Typhoon Hagibis made landfall in Shizuoka prefecture, southwest of Tokyo, around 7 pm local time (10:00 UTC) on Saturday.
The typhoon, expected to be the worst to have hit the country in six decades, lashed the country's eastern coast with heavy rains most of the day.
Noncompulsory evacuation orders have been issued to roughly 600,000 people, according to public broadcaster NHK.
Hagibis has caused landslides and flooding, while an 5.7-magnitude earthquake was reported in Chiba, east of Tokyo.
One person was killed in the city of Ichihara, east of Tokyo, before the storm hit land, with local media saying he had been in a vehicle that overturned.
Hagibis has already caused major disruption to transport services, as well as sporting events in the country. Two Rugby World Cup matches have been canceled and qualifying at the Japanese Grand Prix at the Suzuka circuit, five hours to the south of the capital, has been postponed. In excess of 1,600 flights have been grounded as Japan comes to a virtual standstill.

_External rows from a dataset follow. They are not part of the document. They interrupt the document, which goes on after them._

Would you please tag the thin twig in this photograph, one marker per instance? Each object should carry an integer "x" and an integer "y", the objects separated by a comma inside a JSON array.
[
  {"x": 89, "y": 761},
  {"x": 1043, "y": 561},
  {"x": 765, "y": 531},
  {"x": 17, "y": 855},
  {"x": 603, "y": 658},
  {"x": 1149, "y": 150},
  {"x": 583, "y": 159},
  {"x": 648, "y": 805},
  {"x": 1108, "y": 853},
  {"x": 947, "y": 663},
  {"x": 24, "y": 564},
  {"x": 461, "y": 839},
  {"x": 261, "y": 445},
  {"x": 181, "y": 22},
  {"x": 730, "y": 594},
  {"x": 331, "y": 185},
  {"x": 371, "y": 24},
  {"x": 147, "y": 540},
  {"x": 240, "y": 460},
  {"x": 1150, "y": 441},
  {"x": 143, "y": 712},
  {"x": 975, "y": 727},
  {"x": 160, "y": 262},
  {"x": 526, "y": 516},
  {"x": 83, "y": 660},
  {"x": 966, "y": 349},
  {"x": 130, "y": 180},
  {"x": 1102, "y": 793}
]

The Japan Meteorological Agency (JMA) warned of dangerously heavy rainfall in Tokyo and surrounding prefectures, including Gunma, Saitama and Kanagawa.

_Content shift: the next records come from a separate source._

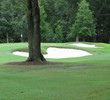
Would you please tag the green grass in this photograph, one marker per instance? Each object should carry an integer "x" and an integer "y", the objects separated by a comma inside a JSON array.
[{"x": 29, "y": 83}]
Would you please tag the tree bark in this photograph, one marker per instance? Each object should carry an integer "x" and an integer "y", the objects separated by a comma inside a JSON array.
[
  {"x": 34, "y": 38},
  {"x": 109, "y": 39},
  {"x": 7, "y": 38},
  {"x": 77, "y": 39}
]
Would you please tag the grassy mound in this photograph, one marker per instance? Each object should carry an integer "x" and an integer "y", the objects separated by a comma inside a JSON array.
[{"x": 48, "y": 82}]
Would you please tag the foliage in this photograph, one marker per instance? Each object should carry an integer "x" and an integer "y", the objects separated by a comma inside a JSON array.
[{"x": 84, "y": 24}]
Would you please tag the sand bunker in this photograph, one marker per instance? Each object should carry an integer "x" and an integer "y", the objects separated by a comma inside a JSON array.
[
  {"x": 85, "y": 45},
  {"x": 58, "y": 53}
]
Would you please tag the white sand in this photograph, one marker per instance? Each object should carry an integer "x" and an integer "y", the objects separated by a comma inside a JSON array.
[
  {"x": 85, "y": 45},
  {"x": 58, "y": 53}
]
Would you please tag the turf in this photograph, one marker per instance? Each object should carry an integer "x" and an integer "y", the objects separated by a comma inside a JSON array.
[{"x": 32, "y": 83}]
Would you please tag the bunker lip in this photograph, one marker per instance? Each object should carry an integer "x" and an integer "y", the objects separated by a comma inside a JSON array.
[
  {"x": 85, "y": 45},
  {"x": 58, "y": 53}
]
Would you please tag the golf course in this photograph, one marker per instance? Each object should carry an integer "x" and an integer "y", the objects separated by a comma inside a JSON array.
[{"x": 77, "y": 78}]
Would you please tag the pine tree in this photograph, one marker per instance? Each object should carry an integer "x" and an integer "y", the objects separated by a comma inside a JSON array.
[{"x": 84, "y": 24}]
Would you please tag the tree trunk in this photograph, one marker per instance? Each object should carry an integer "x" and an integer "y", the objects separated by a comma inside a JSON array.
[
  {"x": 84, "y": 39},
  {"x": 30, "y": 30},
  {"x": 77, "y": 39},
  {"x": 34, "y": 38},
  {"x": 109, "y": 39},
  {"x": 7, "y": 36}
]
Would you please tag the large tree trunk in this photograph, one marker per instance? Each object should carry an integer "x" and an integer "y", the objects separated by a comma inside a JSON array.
[
  {"x": 7, "y": 36},
  {"x": 34, "y": 38},
  {"x": 109, "y": 39},
  {"x": 77, "y": 38},
  {"x": 30, "y": 30}
]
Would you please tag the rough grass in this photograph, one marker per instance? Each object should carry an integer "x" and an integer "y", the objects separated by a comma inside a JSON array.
[{"x": 28, "y": 83}]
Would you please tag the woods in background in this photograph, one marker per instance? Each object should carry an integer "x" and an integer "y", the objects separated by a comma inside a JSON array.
[{"x": 58, "y": 20}]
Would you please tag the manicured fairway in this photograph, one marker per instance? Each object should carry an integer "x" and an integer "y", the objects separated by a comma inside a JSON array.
[{"x": 34, "y": 83}]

"Be ready for rainfall of the kind that you have never experienced," said meteorological agency official Yasushi Kajihara, adding that parts of the country usually safe from typhoons might prove vulnerable this time.
"Take all measures necessary to save your life," he said.
Tokyo braces for Hagibis
Hagibis, which means "speed" in Filipino, hurtled towards the Japanese capital with winds expected to reach maximum speeds of 216 kilometers per hour (134 miles per hour), JMA said.

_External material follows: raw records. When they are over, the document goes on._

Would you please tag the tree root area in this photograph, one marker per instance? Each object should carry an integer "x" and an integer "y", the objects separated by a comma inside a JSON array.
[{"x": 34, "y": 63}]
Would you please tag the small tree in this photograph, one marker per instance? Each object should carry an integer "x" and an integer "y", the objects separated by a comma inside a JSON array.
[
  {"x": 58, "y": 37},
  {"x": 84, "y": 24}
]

The JMA forecast up to 80 centimeters (31.5 inches) of rainfall.
People stocked up on water and food ahead of anticipated power outages.
Prime Minister Shinzo Abe's Cabinet hosted a disaster management meeting Friday. He said 17,000 police and military forces were ready to be deployed to ensure the safety of citizens.
"The typhoon could cause power outages, damage to infrastructure and significantly affect people's lives," Abe said.
Japan receives approximately 20 typhoons per year, but it is not very common for Tokyo to be affected.
Hagibis is approaching just weeks after another powerful storm, Typhoon Faxai , resulted in two deaths and dozens of injuries in the city of Chiba.
The typhoon that hit the Tokyo area 61 years ago resulted in more than 1,000 deaths, as well as causing 500,000 houses to be flooded.